The Centre of the Universe, a national historic site and a hub for astronomy education in Victoria, will be closed to the public for good at the end of the summer, due to budget cutbacks.
The National Research Council has confirmed that the Dominion Astrophysical Observatory interpretive center will close at the end of August, after the final student summer camps end. Two employees will lose their jobs and one will be reassigned, the NRC says. The facility has been open for 12 years.
“It’s got to do with financial constraints,” said Charles Drouin, spokesman for the NRC in Ottawa. “We do exercises that look at all the activities and programs, and rejig them. It was a tough decision, but one we felt we had to do.”

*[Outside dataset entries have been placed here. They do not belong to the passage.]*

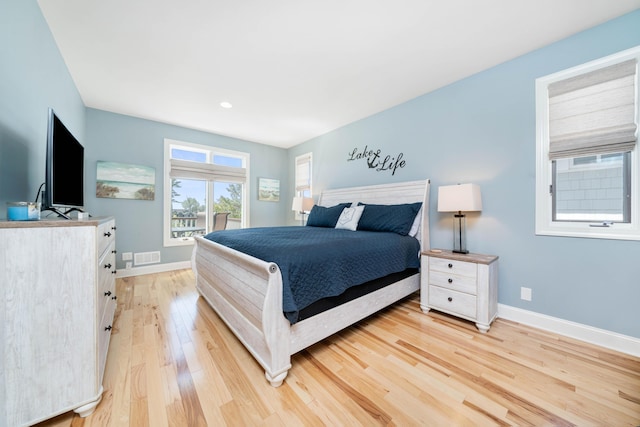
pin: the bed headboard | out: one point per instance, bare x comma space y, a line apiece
386, 194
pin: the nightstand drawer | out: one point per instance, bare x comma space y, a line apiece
453, 281
460, 268
452, 301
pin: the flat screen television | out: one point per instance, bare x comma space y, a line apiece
64, 179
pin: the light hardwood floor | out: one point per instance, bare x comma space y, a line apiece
172, 362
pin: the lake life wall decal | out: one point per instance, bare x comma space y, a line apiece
376, 161
125, 181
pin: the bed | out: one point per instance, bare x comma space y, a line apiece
247, 292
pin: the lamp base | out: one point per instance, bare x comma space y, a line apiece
459, 234
460, 251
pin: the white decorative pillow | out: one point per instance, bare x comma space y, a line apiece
349, 218
416, 224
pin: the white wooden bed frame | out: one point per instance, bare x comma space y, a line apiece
247, 292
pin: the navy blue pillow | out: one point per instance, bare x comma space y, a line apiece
321, 216
394, 218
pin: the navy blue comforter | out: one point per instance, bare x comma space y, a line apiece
319, 262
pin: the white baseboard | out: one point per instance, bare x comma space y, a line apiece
612, 340
150, 269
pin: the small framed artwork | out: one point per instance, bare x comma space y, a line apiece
125, 181
268, 190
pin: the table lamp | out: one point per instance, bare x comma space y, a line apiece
459, 198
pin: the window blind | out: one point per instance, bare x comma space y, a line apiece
206, 171
594, 113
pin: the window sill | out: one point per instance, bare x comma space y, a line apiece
614, 232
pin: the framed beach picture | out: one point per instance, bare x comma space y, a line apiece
125, 181
268, 190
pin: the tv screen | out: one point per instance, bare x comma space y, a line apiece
64, 181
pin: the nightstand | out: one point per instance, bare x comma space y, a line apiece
464, 285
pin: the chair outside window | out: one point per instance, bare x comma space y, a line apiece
220, 220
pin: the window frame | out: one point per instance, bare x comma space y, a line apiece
544, 223
168, 240
299, 191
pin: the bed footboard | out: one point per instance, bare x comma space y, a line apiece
247, 295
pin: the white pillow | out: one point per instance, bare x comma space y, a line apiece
416, 224
349, 218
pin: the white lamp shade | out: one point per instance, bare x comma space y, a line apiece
461, 197
302, 204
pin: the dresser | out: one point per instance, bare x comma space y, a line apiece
57, 298
464, 285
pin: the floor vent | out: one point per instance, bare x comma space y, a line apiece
142, 258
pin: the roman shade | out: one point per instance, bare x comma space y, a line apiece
206, 171
303, 172
594, 113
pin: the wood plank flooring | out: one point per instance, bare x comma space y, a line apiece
172, 362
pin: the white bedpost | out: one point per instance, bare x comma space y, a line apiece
276, 330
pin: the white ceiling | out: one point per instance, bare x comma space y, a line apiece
294, 69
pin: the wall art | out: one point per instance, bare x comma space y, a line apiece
268, 190
377, 161
125, 181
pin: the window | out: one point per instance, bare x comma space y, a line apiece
199, 182
303, 178
586, 150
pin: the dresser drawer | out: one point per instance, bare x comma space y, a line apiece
106, 280
460, 268
453, 281
106, 235
453, 302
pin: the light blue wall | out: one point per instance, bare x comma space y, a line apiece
33, 77
119, 138
482, 130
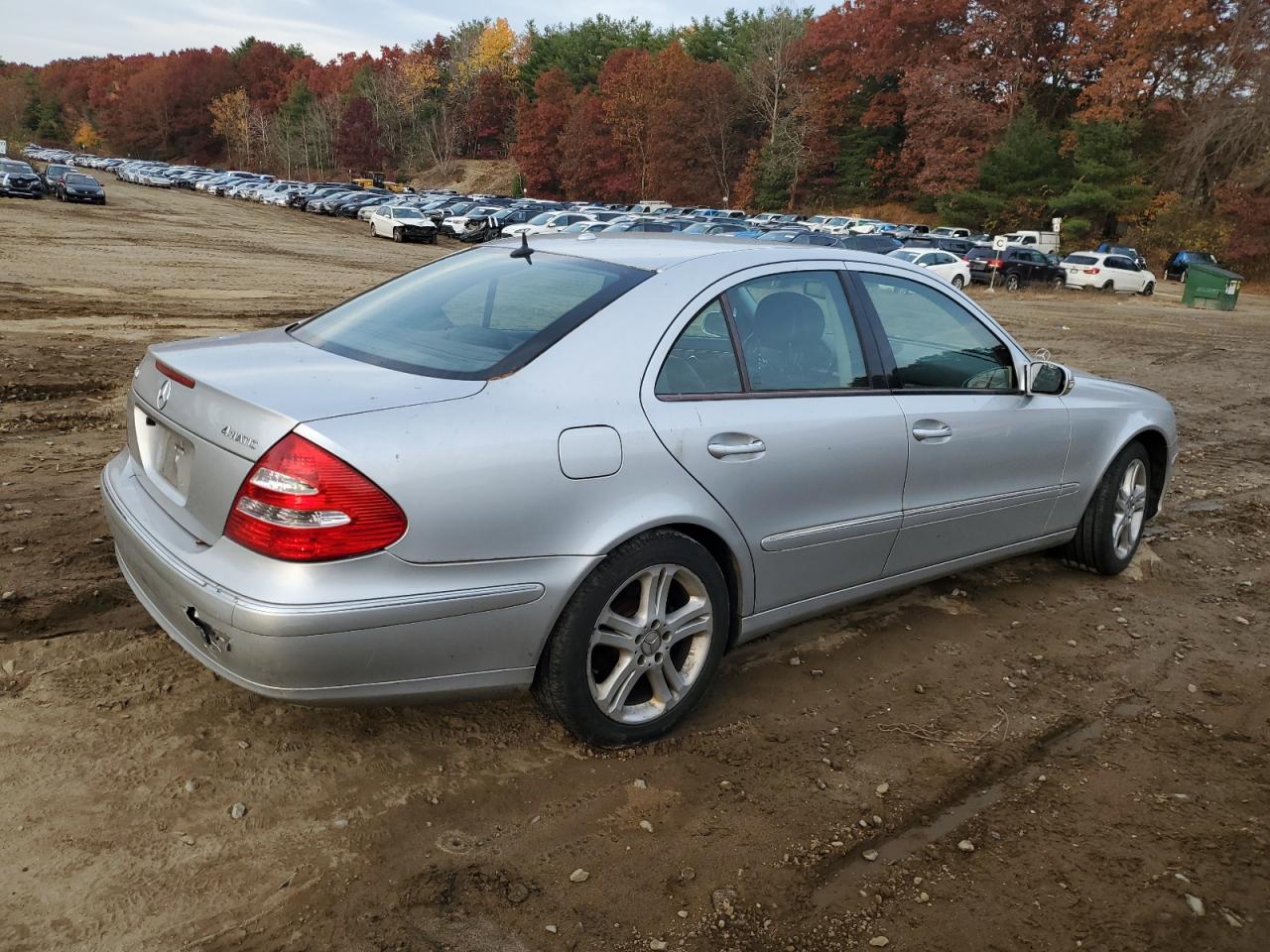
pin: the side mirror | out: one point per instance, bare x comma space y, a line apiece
1048, 379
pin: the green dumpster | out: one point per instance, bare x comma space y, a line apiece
1209, 286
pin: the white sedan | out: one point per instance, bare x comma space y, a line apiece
402, 223
548, 223
955, 271
1110, 273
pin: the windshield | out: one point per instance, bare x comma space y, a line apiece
474, 315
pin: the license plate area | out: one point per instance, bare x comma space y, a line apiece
167, 456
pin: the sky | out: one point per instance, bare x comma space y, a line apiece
322, 27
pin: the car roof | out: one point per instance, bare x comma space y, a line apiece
659, 250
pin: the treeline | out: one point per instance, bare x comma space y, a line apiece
993, 113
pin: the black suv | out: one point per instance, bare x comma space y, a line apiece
1014, 267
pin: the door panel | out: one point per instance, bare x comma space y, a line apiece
984, 460
989, 483
820, 506
765, 399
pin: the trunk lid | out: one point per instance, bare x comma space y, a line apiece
191, 445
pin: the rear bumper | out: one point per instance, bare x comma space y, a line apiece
398, 631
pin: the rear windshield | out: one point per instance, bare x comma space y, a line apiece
474, 315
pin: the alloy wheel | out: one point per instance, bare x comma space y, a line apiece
651, 644
1130, 509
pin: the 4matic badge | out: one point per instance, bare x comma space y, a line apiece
240, 438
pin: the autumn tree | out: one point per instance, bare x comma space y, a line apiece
231, 121
85, 137
357, 139
540, 125
580, 50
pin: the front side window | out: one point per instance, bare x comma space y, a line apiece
474, 315
937, 343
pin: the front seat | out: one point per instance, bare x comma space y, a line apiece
789, 349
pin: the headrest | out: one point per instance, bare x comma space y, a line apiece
786, 317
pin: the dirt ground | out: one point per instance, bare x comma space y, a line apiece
1100, 743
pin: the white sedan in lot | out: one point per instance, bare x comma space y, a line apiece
548, 223
1110, 273
402, 223
955, 271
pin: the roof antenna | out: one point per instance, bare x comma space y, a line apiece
524, 250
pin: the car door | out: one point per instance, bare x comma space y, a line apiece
765, 394
984, 460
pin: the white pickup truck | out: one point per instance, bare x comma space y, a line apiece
1043, 241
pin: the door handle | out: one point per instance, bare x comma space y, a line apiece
931, 429
735, 444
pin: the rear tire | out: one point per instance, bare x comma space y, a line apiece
639, 643
1111, 529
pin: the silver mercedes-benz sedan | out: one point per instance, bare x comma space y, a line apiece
593, 465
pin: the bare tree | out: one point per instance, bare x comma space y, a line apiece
770, 68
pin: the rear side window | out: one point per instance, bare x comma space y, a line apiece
702, 359
797, 333
474, 315
937, 343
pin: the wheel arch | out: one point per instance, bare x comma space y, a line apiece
735, 567
1157, 453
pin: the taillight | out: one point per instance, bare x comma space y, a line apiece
304, 504
173, 373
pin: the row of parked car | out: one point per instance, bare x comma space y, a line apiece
399, 213
18, 179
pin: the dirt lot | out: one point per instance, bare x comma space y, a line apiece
1102, 744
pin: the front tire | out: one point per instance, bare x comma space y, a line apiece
639, 643
1110, 531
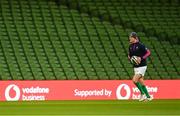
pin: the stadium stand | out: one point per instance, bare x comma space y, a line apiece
40, 40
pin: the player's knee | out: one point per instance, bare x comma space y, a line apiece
136, 78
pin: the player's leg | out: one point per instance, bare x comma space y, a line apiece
142, 71
135, 80
141, 80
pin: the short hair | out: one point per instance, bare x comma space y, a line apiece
133, 34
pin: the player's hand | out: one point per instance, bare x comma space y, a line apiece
138, 60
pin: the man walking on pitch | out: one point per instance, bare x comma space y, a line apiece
137, 55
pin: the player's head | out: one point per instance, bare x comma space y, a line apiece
133, 38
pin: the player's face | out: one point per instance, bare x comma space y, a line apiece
132, 40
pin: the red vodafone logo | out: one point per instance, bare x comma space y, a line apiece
123, 92
12, 93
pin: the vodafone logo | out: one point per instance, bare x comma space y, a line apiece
9, 89
125, 88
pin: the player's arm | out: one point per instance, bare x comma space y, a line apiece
147, 53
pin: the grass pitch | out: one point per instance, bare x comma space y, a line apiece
95, 108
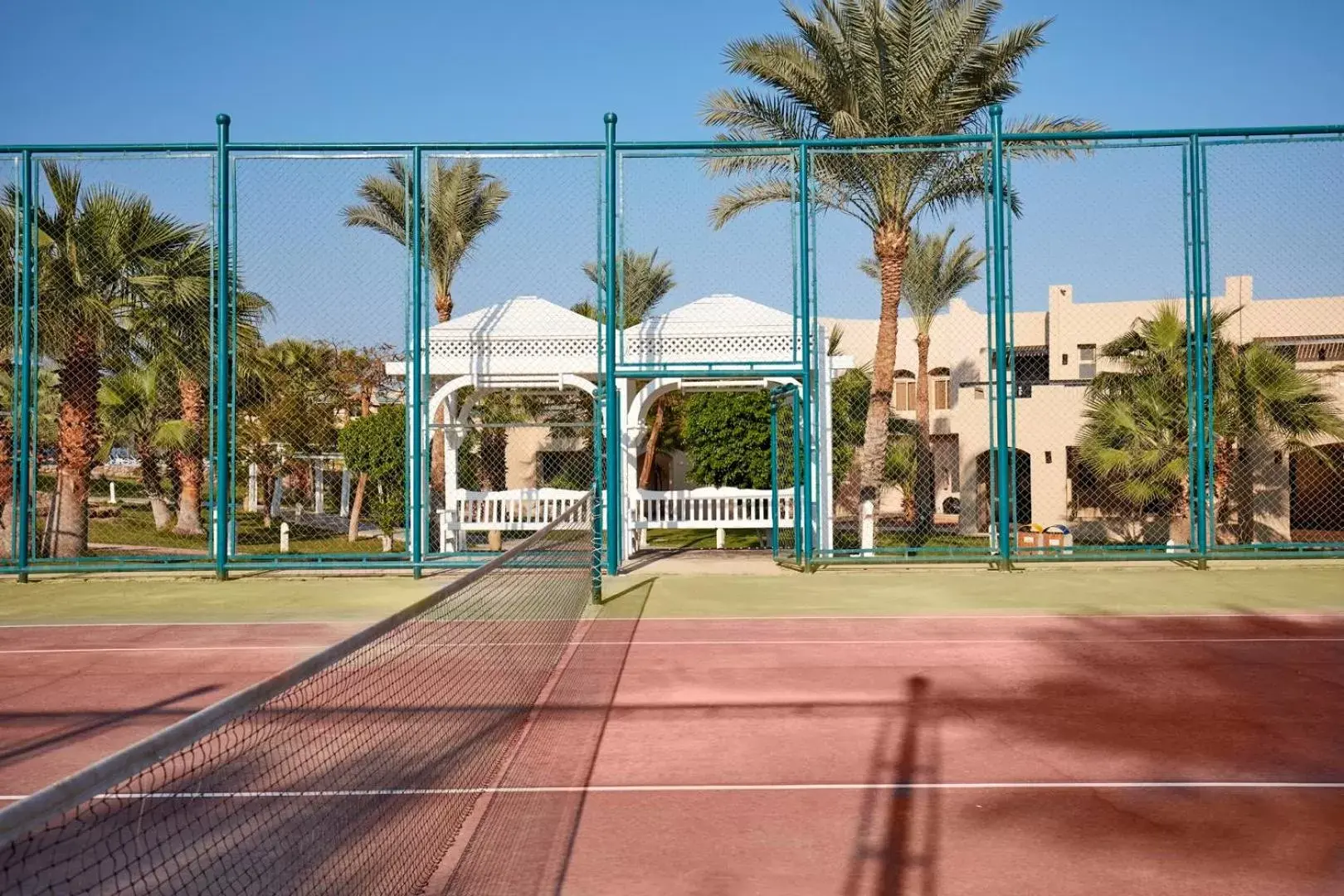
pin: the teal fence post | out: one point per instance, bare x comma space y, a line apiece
223, 351
1205, 316
24, 370
796, 448
615, 499
802, 512
1001, 343
774, 476
1196, 358
417, 519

The Centre of the Universe facility – which houses historical artifacts like the original 1.8 metre mirror from the Plaskett Telescope and runs historical tours, multimedia shows, and youth programs – costs about $32,000 to operate and $245,000 in employee wages, and brings in about $47,000 per year in revenue, giving the NRC a sum savings of $230,000 per year.
The NRC has a $900 million annual budget, covering 4,000 employees across 50 research facilities. The Dominion Astrophysical Observatory employs about 105 people in research and its machine shop.
Drouin confirmed that the active astronomy facility and national historic site will have no public outreach come late August or early September, and locals and visitors will no longer be able to tour the Plastkett Telescope, in operation since May 6, 1918.
“The senior management releases it’s quite an impact for the community,” Drouin said. “They take that into consideration for the decision.”
Drouin said the decision to close the Centre of the Universe is not related to Ottawa’s announcement in May to reorganize the NRC as an “industry-focused research and technology organization.” “This was an independent exercise,” he said.
The historical artifacts and displays in the Centre of the Universe building will remain in place after the facility is closed. Drouin said the NRC working with local community groups to find volunteers to use the space.
Drouin said in an unrelated decision, five research scientists at the NRC Herzberg Institute of Astrophysics – the active astronomy and astrophysics research arm on the site – will lose their jobs.
The five researchers were attached to the 10-year Atacama Large Millimeter/sub-millimeter Array (ALMA) radio telescope project, based in Chile. The project has concluded and the NRC could not find new jobs or projects for the employees, Drouin said. A sixth NRC employee working on an archive project with the Canadian Space Agency will also lose their job, as the project is finished.
Sid Sidhu, public outreach program co-ordinator of the Royal Astronomical Society, Victoria Centre, was disappointed to hear the news.
“Oh boy, that’s a shame. That’s not a good idea. Lots of schools will be suffering because the teachers like going to the Centre of the Universe,” Sidhu said.
“Maybe we should take over that facility. … It seems that we will have to step up our efforts to expand our programs to cover what the CU staff were doing.”